Issue 336 in protobuf: Support generic string type

61 views
Skip to first unread message

prot...@googlecode.com

unread,
Oct 6, 2011, 1:36:54 PM10/6/11
to prot...@googlegroups.com
Status: New
Owner: ----
Labels: Type-Defect Priority-Medium

New issue 336 by olafvdspek: Support generic string type
http://code.google.com/p/protobuf/issues/detail?id=336

ATM 3 overloads are generated:
const ::std::string& value
const char* value
const char* value, size_t size

Could you add a 4th (or replace the std::string one) like this?

template<class T>
void set_field(const T& v)
{
set_field(v.data(), v.size());
}

This'd nicely support string types other than std::string.

prot...@googlecode.com

unread,
Nov 7, 2011, 4:28:11 AM11/7/11
to prot...@googlegroups.com
Updates:
Status: WontFix

Comment #1 on issue 336 by liuj...@google.com: Support generic string type
http://code.google.com/p/protobuf/issues/detail?id=336

We probably won't do this. It will make the API less clear and will
potentially be broken if the template type has data() and size() but
doesn't work like string. You can still use data() and size() to set the
field.

prot...@googlecode.com

unread,
Nov 7, 2011, 5:12:39 AM11/7/11
to prot...@googlegroups.com

Comment #2 on issue 336 by olafv...@gmail.com: Support generic string type
http://code.google.com/p/protobuf/issues/detail?id=336

That's only possible if the value is already in a variable. If it's the
return value of an expression, you can't 'just' call data() and size().
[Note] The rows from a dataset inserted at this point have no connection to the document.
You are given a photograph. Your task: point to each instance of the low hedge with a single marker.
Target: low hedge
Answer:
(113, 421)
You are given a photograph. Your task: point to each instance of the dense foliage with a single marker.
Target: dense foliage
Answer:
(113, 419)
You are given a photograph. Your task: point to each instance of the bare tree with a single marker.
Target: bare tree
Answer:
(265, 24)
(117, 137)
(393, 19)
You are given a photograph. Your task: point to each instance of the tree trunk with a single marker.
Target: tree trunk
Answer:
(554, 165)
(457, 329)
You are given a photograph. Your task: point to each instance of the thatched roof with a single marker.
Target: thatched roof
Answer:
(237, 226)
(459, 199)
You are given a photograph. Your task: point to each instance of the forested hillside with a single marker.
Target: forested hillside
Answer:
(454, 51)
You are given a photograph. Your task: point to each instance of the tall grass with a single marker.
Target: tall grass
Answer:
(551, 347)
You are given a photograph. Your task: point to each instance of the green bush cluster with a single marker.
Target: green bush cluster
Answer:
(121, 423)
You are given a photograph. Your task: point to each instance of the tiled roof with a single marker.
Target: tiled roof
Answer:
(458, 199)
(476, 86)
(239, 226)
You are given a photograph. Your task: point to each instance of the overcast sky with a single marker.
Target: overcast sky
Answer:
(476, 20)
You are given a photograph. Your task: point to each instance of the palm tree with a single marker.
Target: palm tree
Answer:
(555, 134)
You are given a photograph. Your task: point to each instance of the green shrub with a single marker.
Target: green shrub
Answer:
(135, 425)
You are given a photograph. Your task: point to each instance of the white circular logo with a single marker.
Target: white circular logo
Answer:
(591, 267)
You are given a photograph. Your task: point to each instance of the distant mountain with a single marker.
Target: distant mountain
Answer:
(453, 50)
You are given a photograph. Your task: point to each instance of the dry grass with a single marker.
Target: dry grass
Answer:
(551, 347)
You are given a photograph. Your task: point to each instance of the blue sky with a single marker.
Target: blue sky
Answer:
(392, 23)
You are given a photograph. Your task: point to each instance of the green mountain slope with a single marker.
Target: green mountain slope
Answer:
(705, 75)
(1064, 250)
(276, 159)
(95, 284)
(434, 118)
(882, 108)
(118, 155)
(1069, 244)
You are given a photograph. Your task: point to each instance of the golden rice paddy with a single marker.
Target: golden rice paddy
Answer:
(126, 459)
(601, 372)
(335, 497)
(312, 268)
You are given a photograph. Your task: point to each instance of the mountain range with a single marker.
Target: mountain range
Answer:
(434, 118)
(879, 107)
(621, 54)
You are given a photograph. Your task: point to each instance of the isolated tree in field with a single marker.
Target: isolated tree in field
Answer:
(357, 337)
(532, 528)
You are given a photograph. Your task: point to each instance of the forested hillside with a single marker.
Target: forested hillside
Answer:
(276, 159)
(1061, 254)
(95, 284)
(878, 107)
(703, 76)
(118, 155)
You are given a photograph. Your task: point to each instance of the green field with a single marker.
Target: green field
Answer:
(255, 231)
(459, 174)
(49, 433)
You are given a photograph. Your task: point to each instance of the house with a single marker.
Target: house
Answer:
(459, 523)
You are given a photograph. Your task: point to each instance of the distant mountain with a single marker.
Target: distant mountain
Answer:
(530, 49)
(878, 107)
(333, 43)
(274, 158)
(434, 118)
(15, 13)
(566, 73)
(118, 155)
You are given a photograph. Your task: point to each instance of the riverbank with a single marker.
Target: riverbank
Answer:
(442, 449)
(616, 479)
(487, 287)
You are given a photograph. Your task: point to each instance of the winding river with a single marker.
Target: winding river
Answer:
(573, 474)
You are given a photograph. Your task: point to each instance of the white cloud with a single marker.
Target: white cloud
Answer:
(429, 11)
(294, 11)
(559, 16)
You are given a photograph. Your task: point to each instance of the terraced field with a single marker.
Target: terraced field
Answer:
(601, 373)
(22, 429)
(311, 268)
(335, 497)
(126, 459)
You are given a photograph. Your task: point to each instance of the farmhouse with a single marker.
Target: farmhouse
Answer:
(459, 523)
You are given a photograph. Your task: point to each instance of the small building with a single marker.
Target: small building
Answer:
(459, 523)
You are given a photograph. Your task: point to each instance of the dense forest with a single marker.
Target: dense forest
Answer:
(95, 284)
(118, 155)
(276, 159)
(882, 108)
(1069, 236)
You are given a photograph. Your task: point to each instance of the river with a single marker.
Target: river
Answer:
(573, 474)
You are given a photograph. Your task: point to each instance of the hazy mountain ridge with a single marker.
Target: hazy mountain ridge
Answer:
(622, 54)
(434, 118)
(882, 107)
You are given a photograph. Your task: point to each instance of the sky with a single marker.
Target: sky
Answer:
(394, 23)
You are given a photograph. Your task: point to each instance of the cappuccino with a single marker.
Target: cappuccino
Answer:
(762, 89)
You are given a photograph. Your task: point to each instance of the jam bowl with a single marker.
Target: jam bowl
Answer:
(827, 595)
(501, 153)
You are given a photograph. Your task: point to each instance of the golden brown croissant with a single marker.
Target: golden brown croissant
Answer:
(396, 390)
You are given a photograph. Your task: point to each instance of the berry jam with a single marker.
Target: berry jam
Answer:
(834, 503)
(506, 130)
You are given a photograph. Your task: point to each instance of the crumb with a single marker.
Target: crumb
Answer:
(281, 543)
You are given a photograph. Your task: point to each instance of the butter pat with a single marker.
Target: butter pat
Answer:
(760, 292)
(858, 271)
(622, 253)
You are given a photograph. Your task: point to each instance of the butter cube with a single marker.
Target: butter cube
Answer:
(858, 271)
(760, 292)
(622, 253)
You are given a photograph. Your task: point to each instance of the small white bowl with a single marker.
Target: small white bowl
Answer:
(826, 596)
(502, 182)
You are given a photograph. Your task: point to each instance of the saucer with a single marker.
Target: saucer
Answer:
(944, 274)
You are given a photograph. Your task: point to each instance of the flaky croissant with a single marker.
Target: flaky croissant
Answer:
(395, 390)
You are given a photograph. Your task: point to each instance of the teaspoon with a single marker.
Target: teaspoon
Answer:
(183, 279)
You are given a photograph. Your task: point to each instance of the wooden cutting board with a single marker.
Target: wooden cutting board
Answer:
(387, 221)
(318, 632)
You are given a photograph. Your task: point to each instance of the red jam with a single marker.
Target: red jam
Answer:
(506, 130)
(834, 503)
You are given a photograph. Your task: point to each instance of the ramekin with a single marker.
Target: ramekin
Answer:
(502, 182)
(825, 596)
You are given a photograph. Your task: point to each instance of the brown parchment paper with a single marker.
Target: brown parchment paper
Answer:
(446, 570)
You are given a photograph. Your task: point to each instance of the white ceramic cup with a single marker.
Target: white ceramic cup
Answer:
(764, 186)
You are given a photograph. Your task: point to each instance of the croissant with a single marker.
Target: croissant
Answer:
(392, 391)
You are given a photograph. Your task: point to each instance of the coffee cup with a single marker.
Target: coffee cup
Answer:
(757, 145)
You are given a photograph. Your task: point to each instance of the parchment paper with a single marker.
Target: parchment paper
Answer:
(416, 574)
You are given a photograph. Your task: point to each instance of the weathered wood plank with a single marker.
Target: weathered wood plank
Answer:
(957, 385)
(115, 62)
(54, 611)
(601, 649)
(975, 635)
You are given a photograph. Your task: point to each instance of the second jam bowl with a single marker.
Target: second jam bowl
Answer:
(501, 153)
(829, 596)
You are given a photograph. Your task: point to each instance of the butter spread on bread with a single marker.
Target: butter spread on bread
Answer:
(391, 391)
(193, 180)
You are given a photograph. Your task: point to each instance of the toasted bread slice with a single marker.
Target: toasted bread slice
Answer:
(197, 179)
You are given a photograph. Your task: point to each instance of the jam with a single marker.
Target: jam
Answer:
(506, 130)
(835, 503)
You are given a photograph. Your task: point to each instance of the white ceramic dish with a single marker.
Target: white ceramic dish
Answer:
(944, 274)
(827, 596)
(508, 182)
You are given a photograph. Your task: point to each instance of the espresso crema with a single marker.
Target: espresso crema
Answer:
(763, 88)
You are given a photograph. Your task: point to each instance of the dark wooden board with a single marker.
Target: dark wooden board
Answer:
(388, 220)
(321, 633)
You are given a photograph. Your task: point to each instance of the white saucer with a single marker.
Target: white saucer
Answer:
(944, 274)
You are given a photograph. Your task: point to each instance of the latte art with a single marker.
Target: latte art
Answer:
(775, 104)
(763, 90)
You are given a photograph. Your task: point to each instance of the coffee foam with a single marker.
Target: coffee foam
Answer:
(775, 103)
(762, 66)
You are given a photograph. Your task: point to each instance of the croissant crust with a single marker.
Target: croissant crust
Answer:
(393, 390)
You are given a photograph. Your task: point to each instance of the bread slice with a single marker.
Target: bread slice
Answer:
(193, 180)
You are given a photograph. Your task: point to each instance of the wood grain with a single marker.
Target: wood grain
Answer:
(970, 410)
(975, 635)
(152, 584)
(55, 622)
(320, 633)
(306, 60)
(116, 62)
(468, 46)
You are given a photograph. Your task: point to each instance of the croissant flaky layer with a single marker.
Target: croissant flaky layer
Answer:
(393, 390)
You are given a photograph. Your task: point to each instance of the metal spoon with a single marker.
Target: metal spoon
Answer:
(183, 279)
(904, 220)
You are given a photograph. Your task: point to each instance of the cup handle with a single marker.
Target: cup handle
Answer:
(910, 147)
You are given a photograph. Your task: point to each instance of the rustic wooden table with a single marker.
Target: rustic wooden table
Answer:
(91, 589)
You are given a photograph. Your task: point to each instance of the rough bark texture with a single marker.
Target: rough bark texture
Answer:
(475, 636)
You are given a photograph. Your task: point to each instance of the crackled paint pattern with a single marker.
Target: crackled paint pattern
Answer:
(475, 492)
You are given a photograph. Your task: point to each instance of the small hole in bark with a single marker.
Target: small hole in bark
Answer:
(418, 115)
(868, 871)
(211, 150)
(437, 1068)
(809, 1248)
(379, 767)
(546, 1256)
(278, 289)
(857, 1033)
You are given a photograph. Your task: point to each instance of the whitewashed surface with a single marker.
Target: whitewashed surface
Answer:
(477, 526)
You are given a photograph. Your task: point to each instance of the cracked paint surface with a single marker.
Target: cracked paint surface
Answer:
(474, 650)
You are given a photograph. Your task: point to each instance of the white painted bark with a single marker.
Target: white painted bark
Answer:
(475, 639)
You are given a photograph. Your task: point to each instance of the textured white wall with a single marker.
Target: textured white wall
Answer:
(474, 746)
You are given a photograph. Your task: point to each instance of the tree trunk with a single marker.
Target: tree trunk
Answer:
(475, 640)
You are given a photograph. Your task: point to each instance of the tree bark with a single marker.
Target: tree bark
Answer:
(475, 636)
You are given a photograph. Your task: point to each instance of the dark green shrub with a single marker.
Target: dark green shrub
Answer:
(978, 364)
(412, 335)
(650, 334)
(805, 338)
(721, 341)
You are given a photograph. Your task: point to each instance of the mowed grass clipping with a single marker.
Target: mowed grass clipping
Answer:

Not doing this makes protobuf significantly harder to use with custom
string types.

Eyal Farago

unread,
Nov 7, 2011, 6:37:24 AM11/7/11
to prot...@googlegroups.com, codesite...@google.com
you can always write your own plug-in that adds this kind of methods to your generated classes.
this plugin can be quite generic as it has access to the FileDecriptor (hence all message's descriptors), which allows it to identify string fields, and use the (well known and documented) insertion points, to add you own methods, which in turn van be built on top of the public API (you don't necessarily have to access the member variable itself).

eyal.

prot...@googlecode.com

unread,
Nov 9, 2011, 6:40:17 AM11/9/11
to prot...@googlegroups.com

Comment #3 on issue 336 by olafv...@gmail.com: Support generic string type
http://code.google.com/p/protobuf/issues/detail?id=336

Compare 1, 2 and 3. Which one looks cleaner?

array<char, 20> a();
string s();
vector<char> v();

1. { auto z = a(); b.set_field(z.data(), z.size()); }
2. b.set_field(s());
3. { auto z = v(); b.set_field(z.data(), z.size()); }

> and will potentially be broken if the template type has data() and size()
> but doesn't work like string.

Maybe you should remove the (const char*) overload too, as it might not be
a null terminated string... ;)
Seriously, what's the chance a developer uses such a class with set_field()
and doesn't get compile errors?


prot...@googlecode.com

unread,
Nov 10, 2011, 12:51:57 AM11/10/11
to prot...@googlegroups.com

Comment #4 on issue 336 by Eyal.Far...@gmail.com: Support generic string
type
http://code.google.com/p/protobuf/issues/detail?id=336

Hi,
As I replied in the group, there's always the possibility of achieving this
with a plugin.
GPB probably won't support custom strings classes as the actual members,
but it's quite easy to add 'setters' that takes some other user defined
classes and assign/convert them into a string, or even templated setters
like the one suggested here (not that I thinks this is a good idea).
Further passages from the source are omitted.